Discover what debt consolidation is and when you should consider taking a consolidation loan .
Because there is something you should know, since consolidating debts has its advantages and disadvantages.
There is something that does not leave Francisco in peace.
- a bank loan for 1500 dollars ,
- a credit card worth 900 dollars , and
- Car loan of $ 1200.
- a phone for the value of 500 dollars .
They are quite debt, and therefore he is thinking about making a loan for $ 3100 to another bank to pay all his debts and keep only one.
What do you think, is it better to take a consolidation loan or is it better to pay the debts individually?
First of all we must be clear …
What is the consolidation of debts
Because consolidation credit is also a debt, like any other. With the difference that this is a money to pay the other debts you have.
The bank will not send this money to your account, but will send it directly to other banks or institutions with which you are indebted. This way all your current loans will be paid and you will have a single loan , which you need to pay.

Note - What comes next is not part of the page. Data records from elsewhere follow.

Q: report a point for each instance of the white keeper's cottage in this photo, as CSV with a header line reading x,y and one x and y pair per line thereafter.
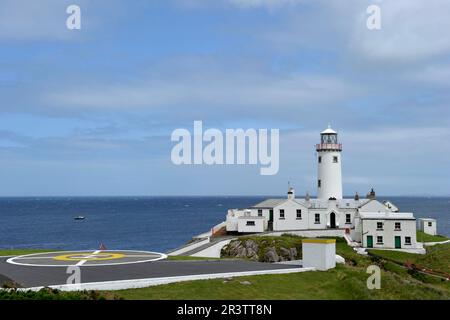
x,y
372,223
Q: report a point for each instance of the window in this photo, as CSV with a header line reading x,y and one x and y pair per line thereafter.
x,y
317,218
348,218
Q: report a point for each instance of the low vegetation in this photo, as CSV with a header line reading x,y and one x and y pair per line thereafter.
x,y
345,282
53,294
423,237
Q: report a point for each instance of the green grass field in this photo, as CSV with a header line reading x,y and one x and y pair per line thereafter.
x,y
437,257
345,282
423,237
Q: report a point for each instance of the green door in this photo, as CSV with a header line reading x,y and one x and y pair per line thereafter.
x,y
369,242
398,242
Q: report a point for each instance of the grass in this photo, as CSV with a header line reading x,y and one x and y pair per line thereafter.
x,y
19,252
344,282
423,237
53,294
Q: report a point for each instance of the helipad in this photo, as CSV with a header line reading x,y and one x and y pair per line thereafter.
x,y
86,258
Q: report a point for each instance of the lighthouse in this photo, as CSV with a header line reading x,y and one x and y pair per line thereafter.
x,y
329,179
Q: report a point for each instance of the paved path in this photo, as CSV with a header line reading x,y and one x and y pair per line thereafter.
x,y
31,276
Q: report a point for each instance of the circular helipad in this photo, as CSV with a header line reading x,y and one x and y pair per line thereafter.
x,y
86,258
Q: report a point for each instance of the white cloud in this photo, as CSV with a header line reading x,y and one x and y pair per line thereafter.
x,y
263,3
411,30
234,90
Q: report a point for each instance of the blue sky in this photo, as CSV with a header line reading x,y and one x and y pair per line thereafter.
x,y
90,112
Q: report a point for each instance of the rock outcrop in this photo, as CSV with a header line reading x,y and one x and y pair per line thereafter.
x,y
262,249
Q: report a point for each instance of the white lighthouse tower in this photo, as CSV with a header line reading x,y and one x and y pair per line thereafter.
x,y
329,183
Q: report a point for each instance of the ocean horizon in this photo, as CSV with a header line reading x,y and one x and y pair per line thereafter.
x,y
154,223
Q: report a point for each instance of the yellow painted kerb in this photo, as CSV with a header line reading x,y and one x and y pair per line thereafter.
x,y
89,256
319,241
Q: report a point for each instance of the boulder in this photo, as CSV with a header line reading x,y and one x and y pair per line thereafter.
x,y
271,255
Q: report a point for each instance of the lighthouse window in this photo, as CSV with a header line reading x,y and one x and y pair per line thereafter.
x,y
348,218
317,218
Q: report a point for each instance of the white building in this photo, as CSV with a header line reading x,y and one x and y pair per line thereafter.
x,y
368,221
428,226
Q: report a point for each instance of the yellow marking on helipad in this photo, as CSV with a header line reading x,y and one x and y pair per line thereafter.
x,y
89,256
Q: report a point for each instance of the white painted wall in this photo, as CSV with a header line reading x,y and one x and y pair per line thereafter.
x,y
290,221
424,225
330,175
321,256
213,251
243,227
408,229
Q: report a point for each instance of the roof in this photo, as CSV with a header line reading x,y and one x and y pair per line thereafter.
x,y
387,216
269,203
250,217
314,203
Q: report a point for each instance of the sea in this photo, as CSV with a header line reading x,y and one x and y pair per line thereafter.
x,y
142,223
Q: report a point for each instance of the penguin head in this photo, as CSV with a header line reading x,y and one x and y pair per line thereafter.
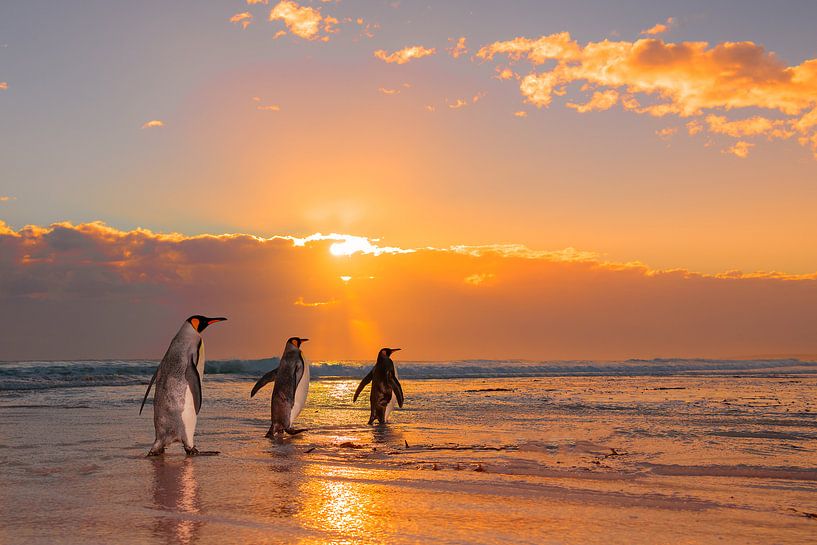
x,y
387,352
200,322
296,341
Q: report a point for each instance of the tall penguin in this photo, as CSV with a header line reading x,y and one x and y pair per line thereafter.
x,y
291,386
177,398
385,387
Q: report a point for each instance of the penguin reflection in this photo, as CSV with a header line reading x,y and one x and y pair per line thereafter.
x,y
176,494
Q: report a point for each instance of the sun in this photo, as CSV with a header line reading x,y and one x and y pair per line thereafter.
x,y
351,245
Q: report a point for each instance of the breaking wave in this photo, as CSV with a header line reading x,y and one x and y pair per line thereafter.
x,y
31,375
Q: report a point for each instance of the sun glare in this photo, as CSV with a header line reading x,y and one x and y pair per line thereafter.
x,y
352,245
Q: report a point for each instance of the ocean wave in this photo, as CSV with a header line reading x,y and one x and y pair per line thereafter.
x,y
32,375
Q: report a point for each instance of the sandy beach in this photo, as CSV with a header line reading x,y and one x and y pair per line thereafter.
x,y
570,459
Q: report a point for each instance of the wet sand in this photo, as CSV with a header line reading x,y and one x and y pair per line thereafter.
x,y
714,459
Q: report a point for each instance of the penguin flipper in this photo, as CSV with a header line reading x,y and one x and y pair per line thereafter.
x,y
194,382
397,389
366,380
263,381
150,385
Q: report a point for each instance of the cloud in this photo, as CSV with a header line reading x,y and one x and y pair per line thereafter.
x,y
600,101
402,56
660,28
122,293
740,149
693,80
244,18
299,302
503,73
477,279
666,133
304,21
458,47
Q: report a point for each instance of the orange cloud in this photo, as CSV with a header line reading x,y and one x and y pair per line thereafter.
x,y
303,21
660,28
153,124
402,56
600,101
740,149
686,79
458,48
666,133
131,289
299,302
244,18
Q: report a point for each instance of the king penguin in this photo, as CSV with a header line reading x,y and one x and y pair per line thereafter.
x,y
291,386
177,398
385,387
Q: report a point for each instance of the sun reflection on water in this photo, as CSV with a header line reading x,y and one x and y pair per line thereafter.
x,y
335,501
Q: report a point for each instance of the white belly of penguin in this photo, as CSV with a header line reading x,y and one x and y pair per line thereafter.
x,y
300,394
393,400
189,416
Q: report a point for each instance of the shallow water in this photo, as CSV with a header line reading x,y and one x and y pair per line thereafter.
x,y
570,459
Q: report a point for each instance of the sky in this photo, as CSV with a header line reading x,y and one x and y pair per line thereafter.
x,y
540,180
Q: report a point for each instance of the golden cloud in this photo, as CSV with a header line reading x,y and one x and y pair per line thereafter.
x,y
740,149
600,101
458,47
133,288
153,124
686,79
666,133
660,28
402,56
299,302
244,18
303,21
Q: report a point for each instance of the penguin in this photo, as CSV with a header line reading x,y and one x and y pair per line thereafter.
x,y
177,399
385,387
291,386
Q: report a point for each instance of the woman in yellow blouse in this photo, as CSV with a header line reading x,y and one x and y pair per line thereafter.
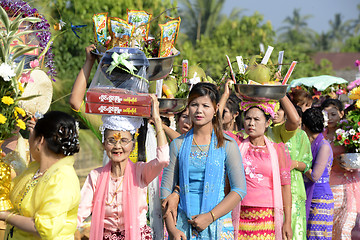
x,y
46,196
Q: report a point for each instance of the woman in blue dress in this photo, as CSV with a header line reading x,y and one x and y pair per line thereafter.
x,y
200,160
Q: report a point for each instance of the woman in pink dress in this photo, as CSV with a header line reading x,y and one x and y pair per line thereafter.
x,y
344,183
115,195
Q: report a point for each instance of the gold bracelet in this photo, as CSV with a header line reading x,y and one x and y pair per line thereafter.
x,y
212,215
8,217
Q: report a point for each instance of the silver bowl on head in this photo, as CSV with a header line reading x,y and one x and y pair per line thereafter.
x,y
172,105
160,67
256,92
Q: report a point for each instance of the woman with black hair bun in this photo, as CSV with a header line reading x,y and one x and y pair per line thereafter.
x,y
344,183
46,196
320,200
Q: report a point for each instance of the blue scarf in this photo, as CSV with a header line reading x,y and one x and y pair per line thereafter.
x,y
214,175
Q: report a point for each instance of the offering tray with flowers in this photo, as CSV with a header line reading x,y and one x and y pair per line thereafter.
x,y
348,133
172,105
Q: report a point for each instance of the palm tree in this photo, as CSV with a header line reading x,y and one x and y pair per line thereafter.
x,y
296,31
200,17
339,32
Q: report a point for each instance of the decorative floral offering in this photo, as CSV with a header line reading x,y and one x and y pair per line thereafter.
x,y
348,133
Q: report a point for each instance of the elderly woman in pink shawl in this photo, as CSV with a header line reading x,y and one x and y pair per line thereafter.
x,y
115,194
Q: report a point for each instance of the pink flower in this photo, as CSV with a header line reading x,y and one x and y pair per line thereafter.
x,y
25,77
34,64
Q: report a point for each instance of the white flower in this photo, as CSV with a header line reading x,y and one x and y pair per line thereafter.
x,y
6,72
326,119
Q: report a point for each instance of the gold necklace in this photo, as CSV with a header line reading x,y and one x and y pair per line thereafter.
x,y
197,145
115,193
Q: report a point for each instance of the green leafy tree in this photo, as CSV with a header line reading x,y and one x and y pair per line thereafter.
x,y
69,50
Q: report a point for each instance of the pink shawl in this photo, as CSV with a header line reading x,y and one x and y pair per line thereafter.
x,y
130,203
278,202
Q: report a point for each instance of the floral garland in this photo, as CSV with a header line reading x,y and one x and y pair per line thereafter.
x,y
15,7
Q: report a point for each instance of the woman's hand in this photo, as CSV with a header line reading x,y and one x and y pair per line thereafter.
x,y
293,165
3,215
170,205
201,221
287,231
176,234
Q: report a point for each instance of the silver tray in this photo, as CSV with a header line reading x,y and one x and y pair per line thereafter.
x,y
172,105
260,92
160,67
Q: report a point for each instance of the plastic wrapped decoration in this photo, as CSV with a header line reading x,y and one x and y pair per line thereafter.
x,y
122,68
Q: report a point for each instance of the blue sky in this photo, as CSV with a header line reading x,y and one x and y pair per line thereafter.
x,y
276,11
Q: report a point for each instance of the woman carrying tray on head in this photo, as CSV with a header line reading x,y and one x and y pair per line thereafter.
x,y
344,183
200,161
267,170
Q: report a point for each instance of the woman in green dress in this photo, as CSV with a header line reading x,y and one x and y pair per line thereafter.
x,y
300,149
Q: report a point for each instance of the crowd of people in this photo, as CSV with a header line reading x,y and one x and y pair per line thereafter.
x,y
234,169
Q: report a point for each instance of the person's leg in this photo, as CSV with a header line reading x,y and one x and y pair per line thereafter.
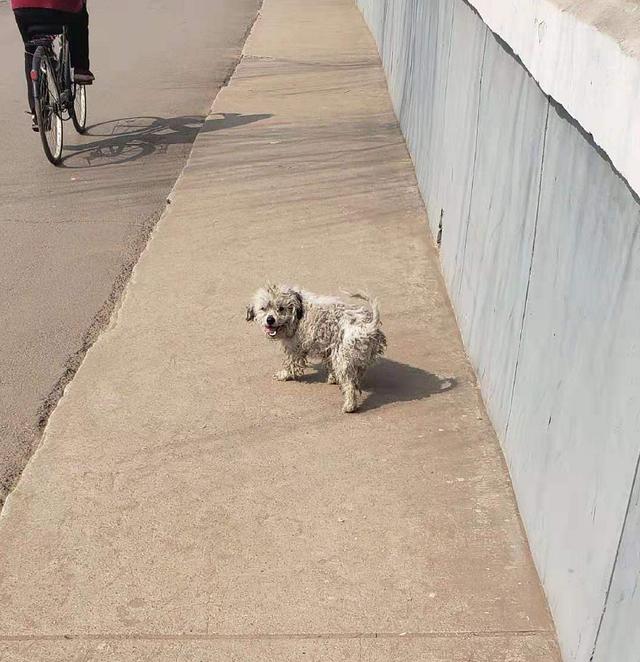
x,y
24,18
79,40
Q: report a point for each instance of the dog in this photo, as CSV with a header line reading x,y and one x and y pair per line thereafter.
x,y
345,337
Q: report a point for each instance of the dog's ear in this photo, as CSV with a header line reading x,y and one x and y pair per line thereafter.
x,y
298,307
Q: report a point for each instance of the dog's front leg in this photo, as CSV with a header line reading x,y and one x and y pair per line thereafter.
x,y
294,364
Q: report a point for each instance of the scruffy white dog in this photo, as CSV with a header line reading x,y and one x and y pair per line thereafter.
x,y
345,337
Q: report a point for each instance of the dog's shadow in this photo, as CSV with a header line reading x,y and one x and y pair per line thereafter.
x,y
391,381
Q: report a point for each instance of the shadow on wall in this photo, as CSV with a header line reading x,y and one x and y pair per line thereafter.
x,y
391,381
131,138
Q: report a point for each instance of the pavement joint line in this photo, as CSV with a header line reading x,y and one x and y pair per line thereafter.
x,y
471,634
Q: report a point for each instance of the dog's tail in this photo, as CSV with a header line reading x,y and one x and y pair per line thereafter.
x,y
373,304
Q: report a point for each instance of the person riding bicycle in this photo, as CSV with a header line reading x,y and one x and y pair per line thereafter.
x,y
72,13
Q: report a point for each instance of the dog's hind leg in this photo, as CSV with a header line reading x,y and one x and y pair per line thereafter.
x,y
348,384
331,377
349,390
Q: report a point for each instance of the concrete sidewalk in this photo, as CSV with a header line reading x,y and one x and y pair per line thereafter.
x,y
185,506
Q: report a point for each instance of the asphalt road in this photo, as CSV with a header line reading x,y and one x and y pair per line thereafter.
x,y
69,236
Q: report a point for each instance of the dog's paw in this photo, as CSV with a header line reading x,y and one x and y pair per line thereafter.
x,y
282,376
349,407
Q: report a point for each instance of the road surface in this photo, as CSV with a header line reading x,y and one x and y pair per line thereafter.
x,y
69,236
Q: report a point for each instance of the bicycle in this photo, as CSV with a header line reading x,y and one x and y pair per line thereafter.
x,y
57,97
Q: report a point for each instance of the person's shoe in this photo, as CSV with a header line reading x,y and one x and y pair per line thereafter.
x,y
34,120
83,77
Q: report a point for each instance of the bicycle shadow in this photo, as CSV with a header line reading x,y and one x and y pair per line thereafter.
x,y
129,139
391,381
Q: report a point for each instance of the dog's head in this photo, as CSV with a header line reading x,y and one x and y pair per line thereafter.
x,y
277,309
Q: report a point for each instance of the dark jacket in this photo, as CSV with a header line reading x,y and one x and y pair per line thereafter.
x,y
60,5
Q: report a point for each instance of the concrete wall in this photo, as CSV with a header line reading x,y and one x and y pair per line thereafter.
x,y
540,252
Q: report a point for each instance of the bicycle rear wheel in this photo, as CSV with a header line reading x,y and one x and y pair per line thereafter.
x,y
47,109
79,114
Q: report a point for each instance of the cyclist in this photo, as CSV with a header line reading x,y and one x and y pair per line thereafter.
x,y
73,14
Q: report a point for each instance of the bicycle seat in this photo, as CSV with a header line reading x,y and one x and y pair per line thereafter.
x,y
41,35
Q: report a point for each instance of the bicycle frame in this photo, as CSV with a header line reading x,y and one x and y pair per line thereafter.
x,y
63,89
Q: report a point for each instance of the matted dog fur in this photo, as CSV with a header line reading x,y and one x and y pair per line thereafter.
x,y
345,337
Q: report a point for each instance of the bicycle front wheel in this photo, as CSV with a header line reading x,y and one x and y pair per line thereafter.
x,y
48,111
79,114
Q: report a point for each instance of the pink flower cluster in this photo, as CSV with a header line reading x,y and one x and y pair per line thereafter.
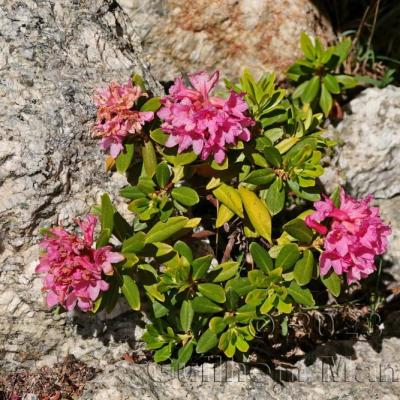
x,y
116,117
356,234
74,268
208,124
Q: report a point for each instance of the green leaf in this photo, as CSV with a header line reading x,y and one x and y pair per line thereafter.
x,y
138,81
159,136
224,215
200,266
124,158
286,144
325,100
212,291
331,84
261,257
298,229
149,159
163,230
268,304
262,176
131,292
226,271
275,197
310,194
185,195
202,305
207,341
132,192
107,213
186,315
257,212
152,104
163,175
301,295
332,282
162,354
311,90
273,156
121,228
288,256
256,297
217,325
184,250
298,92
306,46
283,307
342,49
181,159
103,238
134,244
347,81
304,267
230,197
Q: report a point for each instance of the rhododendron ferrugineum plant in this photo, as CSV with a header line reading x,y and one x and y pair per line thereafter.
x,y
208,124
73,268
116,115
355,235
239,171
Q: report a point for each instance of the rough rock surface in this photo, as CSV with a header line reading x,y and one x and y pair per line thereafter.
x,y
52,57
335,371
367,159
223,34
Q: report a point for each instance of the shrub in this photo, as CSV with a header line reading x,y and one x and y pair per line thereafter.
x,y
235,175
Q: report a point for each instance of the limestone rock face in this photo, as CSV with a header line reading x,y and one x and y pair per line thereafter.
x,y
52,57
228,35
367,159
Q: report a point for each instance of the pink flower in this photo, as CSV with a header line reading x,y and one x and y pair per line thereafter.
x,y
207,124
73,268
355,234
116,116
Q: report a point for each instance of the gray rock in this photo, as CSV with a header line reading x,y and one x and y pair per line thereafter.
x,y
53,55
223,34
367,158
337,370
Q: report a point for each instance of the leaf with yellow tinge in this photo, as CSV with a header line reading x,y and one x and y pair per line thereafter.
x,y
230,197
257,212
192,223
109,163
224,215
286,144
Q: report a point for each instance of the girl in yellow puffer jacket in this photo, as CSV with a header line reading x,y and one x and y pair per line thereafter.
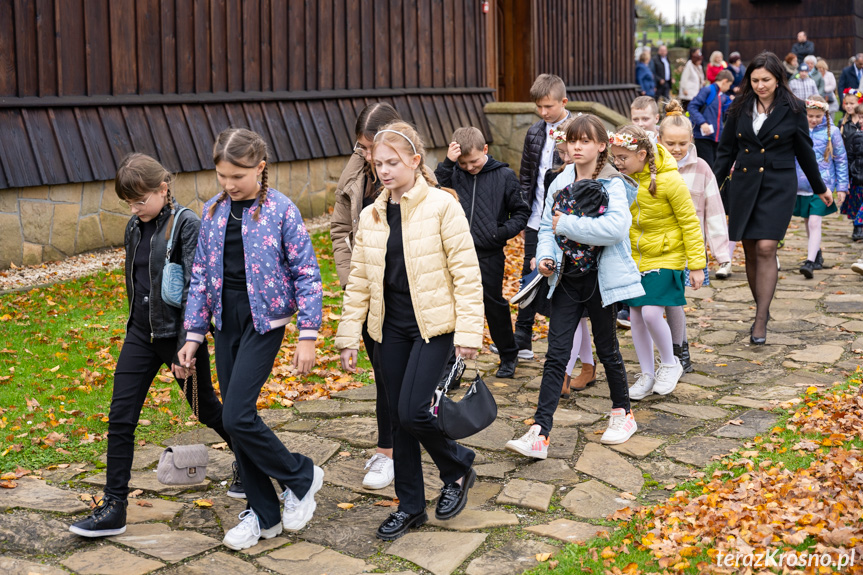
x,y
666,237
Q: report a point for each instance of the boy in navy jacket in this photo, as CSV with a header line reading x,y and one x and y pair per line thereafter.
x,y
707,112
491,197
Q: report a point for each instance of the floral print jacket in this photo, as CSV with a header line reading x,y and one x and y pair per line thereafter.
x,y
281,269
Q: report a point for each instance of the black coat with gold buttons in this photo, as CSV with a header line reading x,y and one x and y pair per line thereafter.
x,y
760,197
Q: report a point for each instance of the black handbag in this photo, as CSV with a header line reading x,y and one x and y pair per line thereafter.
x,y
476,410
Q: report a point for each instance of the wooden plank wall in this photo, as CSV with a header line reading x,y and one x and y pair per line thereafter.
x,y
587,43
114,47
835,26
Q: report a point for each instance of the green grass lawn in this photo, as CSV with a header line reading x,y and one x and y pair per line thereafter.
x,y
58,350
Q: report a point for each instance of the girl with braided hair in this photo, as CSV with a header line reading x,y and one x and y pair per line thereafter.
x,y
833,166
666,238
584,252
254,269
154,330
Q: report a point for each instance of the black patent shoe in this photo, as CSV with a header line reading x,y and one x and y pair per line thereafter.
x,y
453,497
236,489
109,518
399,523
507,368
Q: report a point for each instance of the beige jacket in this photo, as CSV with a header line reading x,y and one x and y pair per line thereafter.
x,y
441,263
346,215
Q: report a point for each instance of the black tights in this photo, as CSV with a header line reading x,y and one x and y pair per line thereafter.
x,y
762,275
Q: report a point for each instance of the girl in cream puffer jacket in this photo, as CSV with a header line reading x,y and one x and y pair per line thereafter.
x,y
416,277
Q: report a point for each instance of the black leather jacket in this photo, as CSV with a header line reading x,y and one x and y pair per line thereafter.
x,y
491,200
165,321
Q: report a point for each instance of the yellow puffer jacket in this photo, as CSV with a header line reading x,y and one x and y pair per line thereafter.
x,y
441,263
665,232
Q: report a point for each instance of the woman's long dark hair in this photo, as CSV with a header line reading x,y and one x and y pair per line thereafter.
x,y
746,100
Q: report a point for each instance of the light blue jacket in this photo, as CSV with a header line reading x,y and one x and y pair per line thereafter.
x,y
618,275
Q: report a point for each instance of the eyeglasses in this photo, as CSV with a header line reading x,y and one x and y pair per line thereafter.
x,y
134,205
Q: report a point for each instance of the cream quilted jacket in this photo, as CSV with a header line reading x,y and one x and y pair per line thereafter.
x,y
443,271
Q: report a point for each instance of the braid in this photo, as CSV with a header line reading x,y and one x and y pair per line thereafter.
x,y
212,209
262,193
651,161
170,202
600,163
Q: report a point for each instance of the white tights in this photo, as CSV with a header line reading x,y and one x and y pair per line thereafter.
x,y
580,347
813,232
649,327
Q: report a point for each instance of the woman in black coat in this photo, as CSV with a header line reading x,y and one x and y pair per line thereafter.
x,y
765,132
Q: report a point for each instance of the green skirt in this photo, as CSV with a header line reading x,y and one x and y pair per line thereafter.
x,y
812,206
661,287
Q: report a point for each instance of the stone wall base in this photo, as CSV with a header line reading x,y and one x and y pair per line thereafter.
x,y
48,223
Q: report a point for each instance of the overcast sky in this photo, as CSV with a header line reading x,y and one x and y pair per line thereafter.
x,y
687,7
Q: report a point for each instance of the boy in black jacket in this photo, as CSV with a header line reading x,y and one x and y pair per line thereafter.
x,y
496,211
537,159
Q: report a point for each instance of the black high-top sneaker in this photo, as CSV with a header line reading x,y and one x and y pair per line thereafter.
x,y
109,518
682,353
236,490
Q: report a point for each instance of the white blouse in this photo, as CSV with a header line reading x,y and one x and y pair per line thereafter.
x,y
757,119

A single debt instead of 3, 5 or 10 debts? Sound good, right?
However , you must take into account one thing.
Nothing is for free
When you take a consolidation loan you earn two things.
First , you stop worrying that you forgot to pay one of the installments of your debts. Since you have only one loan and responsibility with only one bank.
On the other hand, surely, you want your monthly payments are lower, than the totality of your current debts.
For example, Francisco, today the day pays 100 dollars for his bank loan , another 100 dollars for a car loan , 50 for his card, and 20 for his phone .
In total Francisco pays 270 dollars monthly. It is likely that after taking a consolidation loan , you will have to pay only $ 200. That ‘s right, your monthly payments will be lower, and this is an advantage … But!
Is the term of paying a consolidation loan equal to the term of all your current debts?
Surely the time is longer, because this is the price you pay for having lower monthly payments.
Instead of paying your debt in 3 years , you will have to pay for the next 4 or 5 years .
And there is something more . You need to verify that there are no other additional costs, such as the cost of security in case of not paying on time. In addition , sometimes you have to guarantee the payment of your loan with your properties or real estate.
That ‘s right, they often charge you commissions and additional costs, and despite paying a lower monthly amount, the total amount of your debt grows. Finally, you’ll pay everything, and this means that moves further away the day when you will be debt free.
Well, you know that consolidation credit has its advantages and disadvantages. So, should you take it or not?
When should you consider taking a consolidation loan ?
It is an option when you meet these 5 points:
- you have prepared your family budget and know your income and expenses well
- you’ve cut all unnecessary expenses to the bone
- you have sold all the things you do not need
- you did everything to increase your income and earn extra money
- You have organized your finances and have a plan to pay your debts.
So, if despite doing all this, you are not able to pay your debts on time, the consolidation credit is for you.
In other words, consider consolidating your debts, only when you have seen and put into practice our guide to get out of debt .
But be careful!
Even if you decide to take a consolidation loan and your monthly fee decreases, this does not stop you from looking for changes and improvements in your finances.
When should you not take a consolidation loan ?
When you can pay the installments of your debts on time, and you only want to reduce your monthly payment with the consolidation loan . Because you already know that this has its price.
Neither if you have a mess in your finances, or your problem is forgetting to pay the debts on time, because they are several.
In these cases, I recommend you watch the video of how to pay the debts with the snowball method .
As you can see, looking for comfort is not a good reason to take credit for consolidating your debts, because this solution only sleeps your conscience.
What you need is not a solution that suits you, but a solution that works.
I trust that with this information you will make the best decision.
Final reflection on consolidating debts
Take a debt to pay other debts, without changing your financial habits that led you to fall into a spiral of debt, is not a solution , but only postponing another financial catastrophe . First of all, order your finances, your habits and your thoughts.
Do not hesitate to share your experience with consolidation credits in the comments.